Air India news: A government official said, IndiGo, India's largest airline by market share, and Etihad Airways, based in Abu Dhabi, have met and expressed interest in India's national airline.
"Representatives of these companies have met government officials and have expressed an informal interest in the national operator. The official, who asked not to be identified, said," The Tata Group has not shown any interest yet. "
The government, which failed to sell 76% of Air India last year, is offering a 100% share this time. But the response to roving presentations in Singapore and London was not encouraging.
The authorities said, however, they saw the interest of two private equity investors. There are these two companies and two private equity investors who have shown some interest. "It is unlikely that a major airline like Air India will receive more attention," the official said.
The center will likely provide EoI (Expression Of Interest) documents next month.
Between these two providers, IndiGo could make a bid for 100% in Air India, but the Etihad can only own 49% according to current FDI standards.
The rules allow a foreign operator to own up to 49% in an Indian airline, but 100% foreign investment in an airline is allowed.

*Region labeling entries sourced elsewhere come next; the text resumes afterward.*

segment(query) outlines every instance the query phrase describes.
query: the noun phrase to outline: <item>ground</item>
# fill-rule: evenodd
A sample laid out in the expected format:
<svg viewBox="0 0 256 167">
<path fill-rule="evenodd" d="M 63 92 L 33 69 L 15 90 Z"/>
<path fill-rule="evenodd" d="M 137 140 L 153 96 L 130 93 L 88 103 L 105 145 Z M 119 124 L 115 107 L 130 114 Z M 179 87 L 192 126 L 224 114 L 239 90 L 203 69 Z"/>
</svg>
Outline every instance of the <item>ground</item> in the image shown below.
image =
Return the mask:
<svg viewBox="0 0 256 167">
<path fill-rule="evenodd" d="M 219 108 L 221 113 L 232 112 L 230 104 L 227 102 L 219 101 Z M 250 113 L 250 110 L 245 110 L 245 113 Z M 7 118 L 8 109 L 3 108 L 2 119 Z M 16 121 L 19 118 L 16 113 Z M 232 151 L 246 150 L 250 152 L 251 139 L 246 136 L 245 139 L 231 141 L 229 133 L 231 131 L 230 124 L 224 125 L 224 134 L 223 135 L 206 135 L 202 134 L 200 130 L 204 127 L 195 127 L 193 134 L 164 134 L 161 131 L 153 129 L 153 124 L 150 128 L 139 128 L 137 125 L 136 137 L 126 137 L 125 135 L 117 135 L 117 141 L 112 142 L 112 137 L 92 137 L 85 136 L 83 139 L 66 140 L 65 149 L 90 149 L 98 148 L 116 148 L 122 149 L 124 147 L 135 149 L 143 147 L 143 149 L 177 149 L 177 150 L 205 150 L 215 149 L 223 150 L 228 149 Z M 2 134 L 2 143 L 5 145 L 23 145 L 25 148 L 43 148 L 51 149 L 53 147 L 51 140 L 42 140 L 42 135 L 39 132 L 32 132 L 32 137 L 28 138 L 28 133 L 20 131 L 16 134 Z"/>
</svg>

This means Etihad can bid for a 100% stake in Air India in partnership with the Abu Dhabi Investment Authority (ADIA) or with the National Investment and Infrastructure Fund.
The National Investment and Infrastructure Fund is an infrastructure investment firm on which the Indian government is based, with ADIA a major investor.
Until recently, Etihad 24% owned of Jet Airways but decided not to fund the financially troubled airline, which led to its grounding in April.
Email surveys to IndiGo and Etihad have not received any response at the time of this Monday's publication.
The government, which did not receive a single bid in its first attempt to sell Air India last year, was cautious this time and offered several relaxations, such as a 100% stake in the airline, a major debt and liability restructuring and allowing the new owner to offer VRS to employees.
Under the plan which is still under discussion, the government will pay Air India's fee of Rs. 22,000 crore to suppliers such as airports and oil companies before putting up the airline for sale. It can also exempt the company's total working capital of about Rs. 15,500 crore, leaving Air India with a credit of Rs 20,000 crore.
Under the approved plan, Air India will be offered alongside low-cost international Air India Express, in addition to its 50% stake in Air India Singapore Airport Terminal Services.